Story Published:
May 11, 2006 at 4:32 PM PST
Story Updated:
Aug 31, 2006 at 7:25 AM PST
SEATTLE - The sheer rock fin emerging in Mount St. Helens'
crater lost about a third of its northern face recently, but
because lava keeps pushing to the surface, the height remained the
same Thursday - around 330 feet.
A burst of seismic activity at the mountain Sunday night likely
corresponded to the collapse. "Certainly a big piece fell off -
something like 65,000 cubic yards," said geologist Dan Dzurisin at
the Cascades Volcano Observatory in Vancouver, Wash., about 50
miles from the mountain and 150 miles south of Seattle.
Bad weather had iced over scientists' cameras on the rim of the
volcano, so the rockfall wasn't recorded on film, he said.
Now the fin is about the same height as it was before, but rock
that was previously in the middle is now at the top.
"At that height, it becomes unstable and ... begins to collapse
under gravity," he said. Boulders and finer rubble from the
crumbling top surround the base of the fin.
This is the seventh rock feature formed by lava in the crater
since the 8,364-foot mountain reawakened with a drumfire of
low-level seismic activity in September 2004.
The crater was formed by the southwest Washington volcano's
deadly May 18, 1980, eruption that killed 57 people and blasted
about 1,300 feet off the then-9,677-foot peak.

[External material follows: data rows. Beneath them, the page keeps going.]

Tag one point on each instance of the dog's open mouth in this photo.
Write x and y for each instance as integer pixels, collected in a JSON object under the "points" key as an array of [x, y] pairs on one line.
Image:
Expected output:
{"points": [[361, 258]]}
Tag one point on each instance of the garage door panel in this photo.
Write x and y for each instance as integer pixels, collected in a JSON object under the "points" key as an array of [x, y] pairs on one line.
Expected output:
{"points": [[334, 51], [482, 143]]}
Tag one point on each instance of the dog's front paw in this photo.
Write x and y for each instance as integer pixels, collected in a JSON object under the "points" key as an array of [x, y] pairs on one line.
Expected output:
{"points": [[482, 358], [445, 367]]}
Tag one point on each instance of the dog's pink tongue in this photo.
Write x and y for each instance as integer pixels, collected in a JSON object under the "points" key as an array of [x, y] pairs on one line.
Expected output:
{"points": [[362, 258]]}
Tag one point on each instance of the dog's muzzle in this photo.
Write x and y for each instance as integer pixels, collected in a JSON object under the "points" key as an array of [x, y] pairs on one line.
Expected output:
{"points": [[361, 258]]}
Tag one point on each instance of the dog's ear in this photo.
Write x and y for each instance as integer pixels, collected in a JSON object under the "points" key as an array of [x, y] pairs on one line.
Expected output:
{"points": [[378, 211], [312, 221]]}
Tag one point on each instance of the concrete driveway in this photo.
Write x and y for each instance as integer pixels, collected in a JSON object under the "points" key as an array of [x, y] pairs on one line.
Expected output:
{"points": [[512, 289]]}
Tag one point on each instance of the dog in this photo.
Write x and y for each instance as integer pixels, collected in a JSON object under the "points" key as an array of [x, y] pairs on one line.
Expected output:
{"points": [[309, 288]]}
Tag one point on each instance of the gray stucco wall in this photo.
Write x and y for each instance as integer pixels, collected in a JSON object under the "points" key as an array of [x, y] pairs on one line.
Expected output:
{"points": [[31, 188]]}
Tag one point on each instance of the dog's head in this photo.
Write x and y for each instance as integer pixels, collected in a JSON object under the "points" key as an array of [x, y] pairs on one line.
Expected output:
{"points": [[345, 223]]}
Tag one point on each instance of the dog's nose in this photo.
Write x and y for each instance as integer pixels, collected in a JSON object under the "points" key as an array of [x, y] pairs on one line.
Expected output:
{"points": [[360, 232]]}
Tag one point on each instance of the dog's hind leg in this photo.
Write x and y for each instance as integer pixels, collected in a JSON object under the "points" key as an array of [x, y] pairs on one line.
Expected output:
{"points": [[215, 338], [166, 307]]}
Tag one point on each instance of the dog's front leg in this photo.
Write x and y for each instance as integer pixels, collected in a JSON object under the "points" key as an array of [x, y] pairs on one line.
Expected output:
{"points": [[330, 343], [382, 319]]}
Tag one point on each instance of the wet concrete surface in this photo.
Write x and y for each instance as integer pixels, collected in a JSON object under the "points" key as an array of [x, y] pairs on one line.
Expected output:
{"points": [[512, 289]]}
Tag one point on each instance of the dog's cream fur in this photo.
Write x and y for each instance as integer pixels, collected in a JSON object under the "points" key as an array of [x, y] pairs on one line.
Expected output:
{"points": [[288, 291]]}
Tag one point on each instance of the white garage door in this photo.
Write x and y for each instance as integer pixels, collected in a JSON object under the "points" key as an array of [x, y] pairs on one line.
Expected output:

The most recent lava feature started growing in mid-October,
Dzurisin said.
The emerging rock takes different shapes, depending on what it
meets at the surface.
At the moment it's like toothpaste coming out of a tube. "As it
emerges it's having to deal with its own debris, so we're seeing
steeper-sided features looking more like spines," the geologist
said.
The pace of the lava extrusion has slowed since October 2004, he
added. For the past few months, St. Helens has been pushing lava to
the surface at a pace of about 1 meter per second, down from 6
meters a second.
It's not yet clear whether it's slowing to a stop, or has
reached a pace it can maintain for years or even decades, Dzurisin
said.
"St. Helen's loves to build domes," he said. "It's built many
in its history and we suspect some of those went on for decades.
"We might be in that situation - and then again we might not."